# Why python for data analysis, machine learning?
There are lots of reasons that we want to use python for doing data science. It is certainly one of the younger programming languages used in the data science ecosystem (compared to say R and SAS) but it is used just as frequently for analysis as SAS and R. Having a good foundation in python, R, and SAS should be a *must* for **every data scientist** and machine learning enthusiast. 

In this course, python allows for an open source method of performing machine learning that runs from just about any machine.

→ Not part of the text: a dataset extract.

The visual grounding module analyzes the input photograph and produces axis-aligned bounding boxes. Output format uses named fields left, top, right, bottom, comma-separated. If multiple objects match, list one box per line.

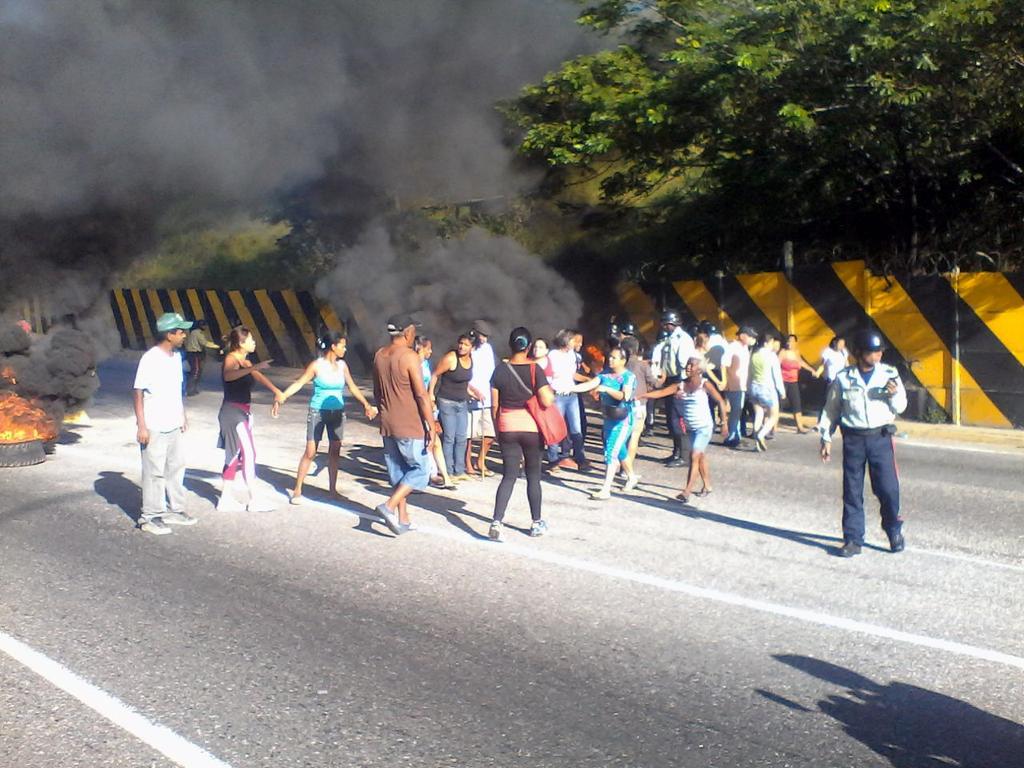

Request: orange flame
left=0, top=392, right=57, bottom=442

So let's start with looking at Numpy and Pandas pachages for analyzing data. 

With that in mind, let's go over the following:
- Numpy matrices
- Simple operations on arrays and matrices
- Indexing with numpy
- Pandas for tabular data
- Representing categorical data (discussion point)

In [None]:
import sys
import numpy as np

print(sys.version)
print(np.__version__)

In [None]:
x = np.random.rand(5,3)
x

In [None]:
x.shape

In [None]:
x.dtype

In [None]:
y = np.random.rand(3,4)
z = x*y
z

In [None]:
# we can designate what matrix multiplication is directly using objects
z = np.dot(x,y)
z

In [None]:
# or we can use the overloaded matrix multiplication operator
z = x @ y
z

# Indexing

In [None]:
x1 = np.array([[1,2,3],
               [4,5,6],
               [7,8,9]])
x1

In [None]:
for row in range(x1.shape[0]):
    print(x1[row,1])

In [None]:

x1[:,1]

In [None]:
x1[:,1]>3

In [None]:
# slicing
x1[ x1[:,1]>3 ]

In [None]:
x2 = np.array(range(10))
x2

In [None]:
x2.shape

In [None]:
idx = x2>5
idx

In [None]:
x2[idx]

In [None]:
x2[x2>5]

# Named columns
So what if we have a matrix of data where each row is some observation of features and the feature values are represented in each column?

In [None]:
col_names = ['temperature','time','day']
data = np.array([[64,2100,1],
                 [50,2200,4],
                 [48,2300,3],
                 [34,0,   2],
                 [30,100, 5]])
data

In [None]:
data2 = data[data[:,1]>1500]
data2

In [None]:
# pandas to the rescue
import pandas as pd

df = pd.DataFrame(data,columns=col_names)
df

In [None]:
df[df.time>1500]

In [None]:
# lets get a description of the data
df.info()

In [None]:
df.day[df.day==1] = 'Mon'
df

In [None]:
# there is almost always a more efficient built in pandas function
df.day.replace(to_replace=range(7),
               value=['Su','Mon','Tues','Wed','Th','Fri','Sat'],
               inplace=True)
df

In [None]:
# notice how the type of the column has changed to an object "categorical"
df.info()

In [None]:
# one hot encoding example
pd.get_dummies(df.day)